This chapter starts to talk about words and meanings in a deep way- Sister, Brother, “brutha,” “sistah,” names, revolve, revolution, change... I think that this presentation is an example of good multicultural literature because it raises questions rather than proposing answers. In some ways, this is all that Historical Fiction can do, as it’s not about “fixing” the present for anywhere from a single character to an entire nation. Showing the past in a way that questions our black and white assumptions (pun unintended but present) about it can help us toward understanding then, and today. But like the methods fetish, there is no one solution.
I’m also starting to wonder if I will be able to determine whether or not this is a good example of African American history or not by the time I get to the end of the book. I think not. However, I can take the author’s background and the accolades too numerous to make out the picture on the cover as valid certifications. All the same, this book is raising questions that I want to talk about and for that reason alone I would like to teach it.
On a somewhat unrelated note, I wonder if it’s actually bad to teach bad books? Of course, it is bad to teach bad books as if they were good books, without questions, but in my experience the bad examples of Native Americans (Ten Little Rabbits, Ann Rinaldi’s books) come up in Children’s Literature classrooms more often than good. It’s as if we can identify the things that are done wrong, but as outsiders, not the things that are done correctly. Perhaps even insiders can’t identify things done correctly as each book is just one story that may or may not match any of their own experiences regardless of having ethnicity in common with the protagonist (Adichie’s “story”). All the same, I think that we can learn from bad examples- they give us something to talk about and capitalize on our instinctive abilities to denote difference better than similarity. They’ve often been condemned by cultural insiders who become our experts. In this case, reading reviews of multicultural books written by people who are likely to be qualified as insiders can be very helpful.

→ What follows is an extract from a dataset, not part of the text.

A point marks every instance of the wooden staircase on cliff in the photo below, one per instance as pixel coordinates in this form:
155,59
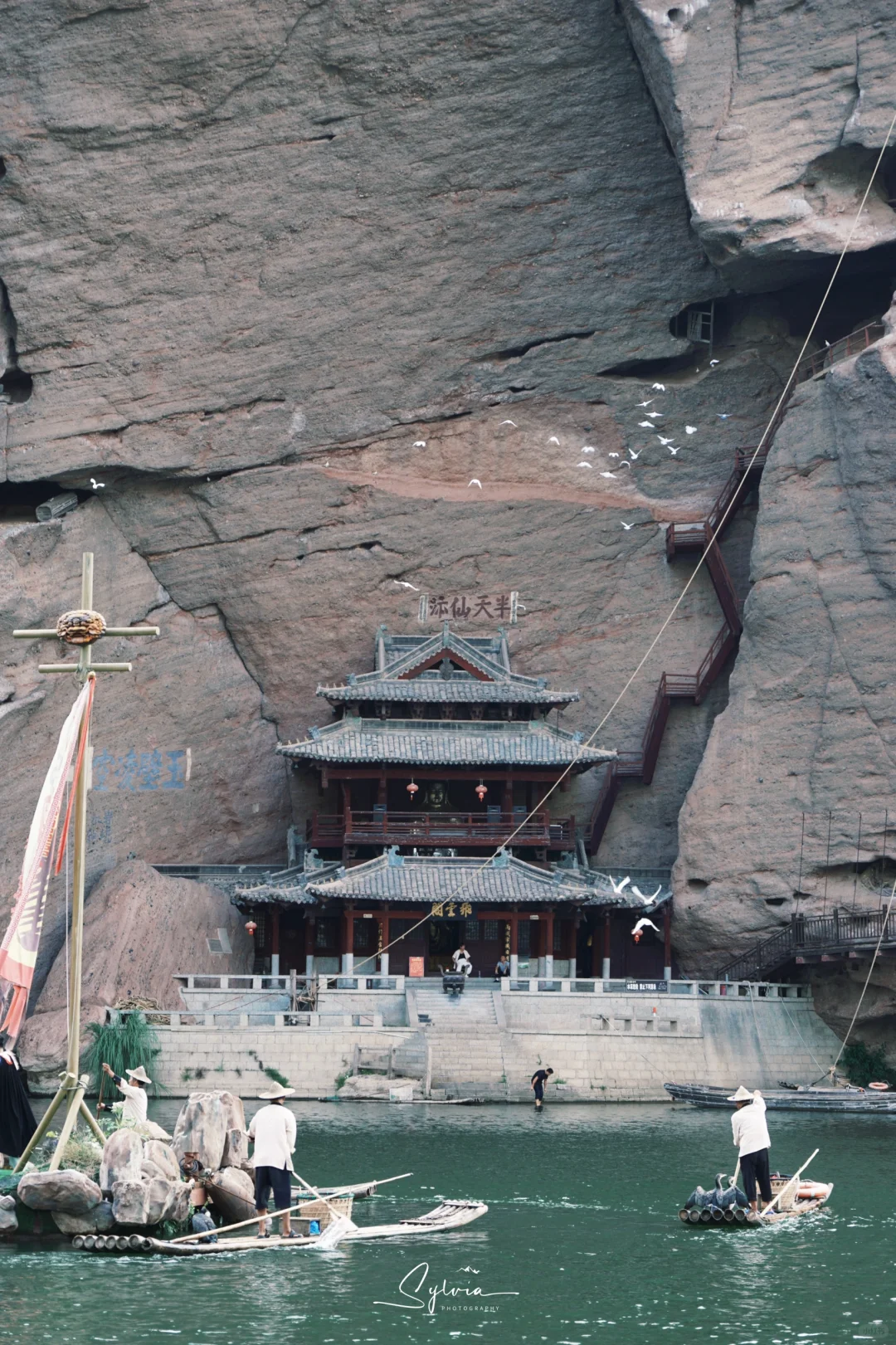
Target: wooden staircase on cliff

Another thought running through my head, is that what this project is missing is reading the book with a diverse group of people that can share and promote readings from outside my cultural perspective. Most of my colleagues in children’s literature are very similar to me- middle class White women, although they do span across a wider age range than one would typically expect. I always talk with my students about how important the social aspects of reading are and just as I’m getting a lot out of this period of reflection, I could get even more out of social conversation. Unfortunately, as Darling-Hammond laments in her article, our prospective teachers do not come from as wide of an array of cultural backgrounds as we would like to see. All of the students with “other-skin,” non-dominant skin, repressed skin colors have been almost completely weeded out by the time I have 28 out of 30 pink students in front of me. Since we talk about things differently in homogeneous groups than diverse groups, how can we talk about this book in the best, most thorough, most exploratory, most expansive way? Not that any introduction class can really thoroughly explore a subject, thoroughness an exponential curve that possibly never closes in on complete exploration. Regardless, I feel the obligation to prepare my students for their teaching careers with a solid grounding that addresses the most pertinent subjects in as meaningful a way as possible. I think that awareness of multicultural issues within literature is one of these subjects, although I am not alone in this- my other two colleagues also believe in this importance and spend time with these issues.